Procurement Goals and Objectives for Individual Contributors: You Get What You Measure

 This is the last in a series of posts on performance reviews and objective setting for the start of the New Year. Click here to read my recent posts on performance reviews from the manager’s and employee’s perspectives, as well as objective setting for procurement managers.

Most of us will soon be asked to think about our goals and objectives for 2014. This commitment deserves careful thought and introspection – you’ll be living with it for the remainder of the year. This also happens to be the best time to let your input be heard and take control of the upcoming year.

Why Goals and Objectives?

Continuous improvement expert W. Edwards Deming was once quoted as saying: You can’t manage what you can’t measure. Well-crafted goals and objectives are fundamental to any organization. They are measures of production from human capital.
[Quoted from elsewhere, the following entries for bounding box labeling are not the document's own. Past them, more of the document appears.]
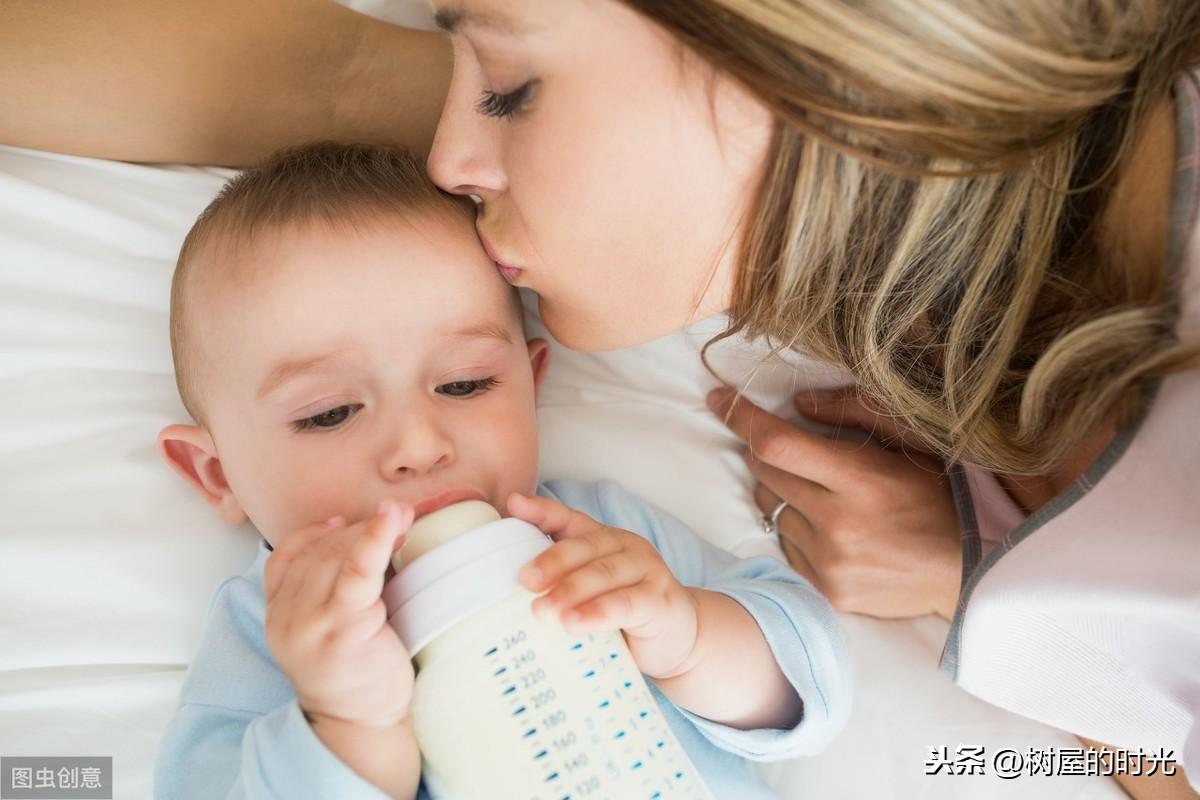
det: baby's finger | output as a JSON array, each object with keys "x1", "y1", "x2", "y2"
[
  {"x1": 263, "y1": 516, "x2": 346, "y2": 602},
  {"x1": 562, "y1": 583, "x2": 665, "y2": 634},
  {"x1": 508, "y1": 493, "x2": 604, "y2": 541},
  {"x1": 517, "y1": 527, "x2": 632, "y2": 591},
  {"x1": 337, "y1": 597, "x2": 388, "y2": 645},
  {"x1": 533, "y1": 551, "x2": 647, "y2": 619},
  {"x1": 330, "y1": 500, "x2": 413, "y2": 610}
]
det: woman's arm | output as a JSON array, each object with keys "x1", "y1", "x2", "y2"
[
  {"x1": 0, "y1": 0, "x2": 451, "y2": 166},
  {"x1": 1079, "y1": 736, "x2": 1200, "y2": 800}
]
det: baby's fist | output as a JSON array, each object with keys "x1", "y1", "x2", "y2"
[{"x1": 263, "y1": 503, "x2": 413, "y2": 727}]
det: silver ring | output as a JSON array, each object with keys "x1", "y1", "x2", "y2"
[{"x1": 762, "y1": 500, "x2": 787, "y2": 536}]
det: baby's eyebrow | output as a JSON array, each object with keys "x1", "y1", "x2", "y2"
[
  {"x1": 450, "y1": 323, "x2": 512, "y2": 344},
  {"x1": 256, "y1": 351, "x2": 342, "y2": 399}
]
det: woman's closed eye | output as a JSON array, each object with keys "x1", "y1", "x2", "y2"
[
  {"x1": 475, "y1": 80, "x2": 538, "y2": 119},
  {"x1": 292, "y1": 403, "x2": 362, "y2": 432},
  {"x1": 436, "y1": 375, "x2": 500, "y2": 397}
]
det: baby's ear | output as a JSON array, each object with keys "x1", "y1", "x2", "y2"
[
  {"x1": 158, "y1": 425, "x2": 246, "y2": 525},
  {"x1": 526, "y1": 339, "x2": 550, "y2": 390}
]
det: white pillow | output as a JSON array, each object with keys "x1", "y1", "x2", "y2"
[{"x1": 0, "y1": 148, "x2": 1121, "y2": 798}]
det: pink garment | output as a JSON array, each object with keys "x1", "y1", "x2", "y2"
[{"x1": 942, "y1": 72, "x2": 1200, "y2": 788}]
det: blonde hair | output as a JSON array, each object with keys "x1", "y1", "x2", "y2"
[
  {"x1": 170, "y1": 142, "x2": 477, "y2": 423},
  {"x1": 626, "y1": 0, "x2": 1200, "y2": 474}
]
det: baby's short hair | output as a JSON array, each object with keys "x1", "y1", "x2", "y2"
[{"x1": 170, "y1": 142, "x2": 489, "y2": 421}]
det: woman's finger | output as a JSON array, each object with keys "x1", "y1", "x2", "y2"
[
  {"x1": 743, "y1": 451, "x2": 834, "y2": 527},
  {"x1": 708, "y1": 390, "x2": 862, "y2": 489},
  {"x1": 754, "y1": 483, "x2": 816, "y2": 561},
  {"x1": 518, "y1": 525, "x2": 623, "y2": 591},
  {"x1": 330, "y1": 500, "x2": 413, "y2": 610},
  {"x1": 533, "y1": 554, "x2": 647, "y2": 618},
  {"x1": 779, "y1": 530, "x2": 824, "y2": 594}
]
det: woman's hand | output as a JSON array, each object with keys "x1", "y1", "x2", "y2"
[
  {"x1": 509, "y1": 494, "x2": 698, "y2": 678},
  {"x1": 708, "y1": 390, "x2": 961, "y2": 618}
]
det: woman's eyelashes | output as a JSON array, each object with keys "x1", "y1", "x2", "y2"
[
  {"x1": 292, "y1": 403, "x2": 362, "y2": 432},
  {"x1": 475, "y1": 80, "x2": 538, "y2": 119}
]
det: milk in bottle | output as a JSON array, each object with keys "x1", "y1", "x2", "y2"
[{"x1": 384, "y1": 500, "x2": 712, "y2": 800}]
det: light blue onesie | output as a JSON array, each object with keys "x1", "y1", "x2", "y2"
[{"x1": 155, "y1": 481, "x2": 851, "y2": 800}]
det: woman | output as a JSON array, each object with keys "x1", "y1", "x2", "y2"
[{"x1": 0, "y1": 0, "x2": 1200, "y2": 796}]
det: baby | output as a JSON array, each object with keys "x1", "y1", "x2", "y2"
[{"x1": 155, "y1": 144, "x2": 848, "y2": 800}]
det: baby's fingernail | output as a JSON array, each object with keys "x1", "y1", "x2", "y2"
[{"x1": 517, "y1": 564, "x2": 541, "y2": 587}]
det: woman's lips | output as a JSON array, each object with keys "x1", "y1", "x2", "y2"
[{"x1": 479, "y1": 234, "x2": 521, "y2": 283}]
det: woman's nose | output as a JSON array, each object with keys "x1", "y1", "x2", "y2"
[
  {"x1": 427, "y1": 70, "x2": 506, "y2": 203},
  {"x1": 380, "y1": 416, "x2": 455, "y2": 481}
]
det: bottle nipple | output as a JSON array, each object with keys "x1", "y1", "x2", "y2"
[{"x1": 391, "y1": 500, "x2": 500, "y2": 571}]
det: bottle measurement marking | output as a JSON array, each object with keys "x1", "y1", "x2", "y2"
[{"x1": 484, "y1": 630, "x2": 705, "y2": 800}]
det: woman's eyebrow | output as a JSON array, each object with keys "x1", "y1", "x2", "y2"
[{"x1": 433, "y1": 6, "x2": 526, "y2": 36}]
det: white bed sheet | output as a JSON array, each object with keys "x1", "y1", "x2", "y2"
[{"x1": 0, "y1": 137, "x2": 1123, "y2": 800}]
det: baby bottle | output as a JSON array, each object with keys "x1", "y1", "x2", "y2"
[{"x1": 383, "y1": 500, "x2": 712, "y2": 800}]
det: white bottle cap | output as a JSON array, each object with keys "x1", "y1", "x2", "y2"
[
  {"x1": 391, "y1": 500, "x2": 500, "y2": 572},
  {"x1": 383, "y1": 500, "x2": 552, "y2": 656}
]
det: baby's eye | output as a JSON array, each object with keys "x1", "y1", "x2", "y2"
[
  {"x1": 436, "y1": 377, "x2": 500, "y2": 397},
  {"x1": 292, "y1": 403, "x2": 362, "y2": 431}
]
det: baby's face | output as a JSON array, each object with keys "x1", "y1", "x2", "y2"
[{"x1": 191, "y1": 213, "x2": 546, "y2": 545}]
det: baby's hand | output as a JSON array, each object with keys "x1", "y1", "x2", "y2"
[
  {"x1": 263, "y1": 503, "x2": 413, "y2": 727},
  {"x1": 509, "y1": 494, "x2": 697, "y2": 678}
]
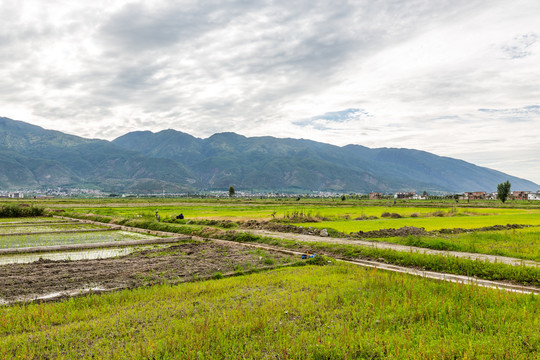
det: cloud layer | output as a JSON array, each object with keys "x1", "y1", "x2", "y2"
[{"x1": 0, "y1": 0, "x2": 540, "y2": 183}]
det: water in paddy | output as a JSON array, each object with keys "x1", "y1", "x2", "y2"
[{"x1": 0, "y1": 245, "x2": 170, "y2": 265}]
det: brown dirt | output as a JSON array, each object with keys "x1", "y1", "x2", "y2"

It is your manager’s job to lay out your high-level objectives for the upcoming year. He or she is tasked with obtaining maximum productivity without overwhelming employees. Enlightened managers will solicit their team’s input on goals and objectives. Use this opportunity to negotiate your personal goals and objectives with your manager. If there are objectives that you sense are too aggressive, ask your manager to quantify a minimum expectation and a stretch goal.

What Gets Measured?

There’s no debate that cost savings is procurement’s primary metric As procurement professionals, our goals and objectives will likely be broken into two groups: cost savings objectives and all other objectives. Try to steer your objectives toward cost savings. These are high-visibility projects that are the most challenging, thrilling, frustrating, and ultimately the most rewarding. In short, this is how to stay operationally relevant.

If your job is more transactional than strategic, you can still include objectives that facilitate cost savings. Think of the compliance efforts that drive cost savings: using preferred suppliers whenever possible, confirming competitive bidding on large purchases, ensuring new suppliers meet your company’s payment term standards. Try to craft objectives that measure your contribution to the bottom line.  

Wise companies view their procurement employees in terms of their return on investment. In other words, what do I pay this employee vs. what savings / value to they deliver? This burden does not lie with management alone. Be ready for this conversation by calculating your own ROI.

Few of us are lucky enough to spend all our time generating cost savings, and other goals and objectives can be time-consuming. For example, you may be assigned a special project to create a conflict minerals compliance program or to develop a second source on critical raw materials.

The intangible part of procurement is often missing from our goals and objectives: internally managing customers and externally managing cost, quality, and delivery issues with incumbent suppliers. Suggest to your manager that these more intangible objectives be captured and measured by customer survey or rounded feedback. Not only does this make your manager aware of your work load, it also subtly reminds them of all the work you do behind the scenes.

It’s a Living Document

However complete your goals and objectives seem they are a static representation of a dynamic effort. You are likely to be assigned additional projects throughout the year. Some of your initial goals and objectives will be reprioritized or dropped to accommodate new, higher priority objectives. Make sure that these changes are well understood between you and your manager and formally reflected in your objectives.    

Additionally, you may find that some of the metrics used to measure your performance are not accurate or could be improved. Share these ideas with your manager.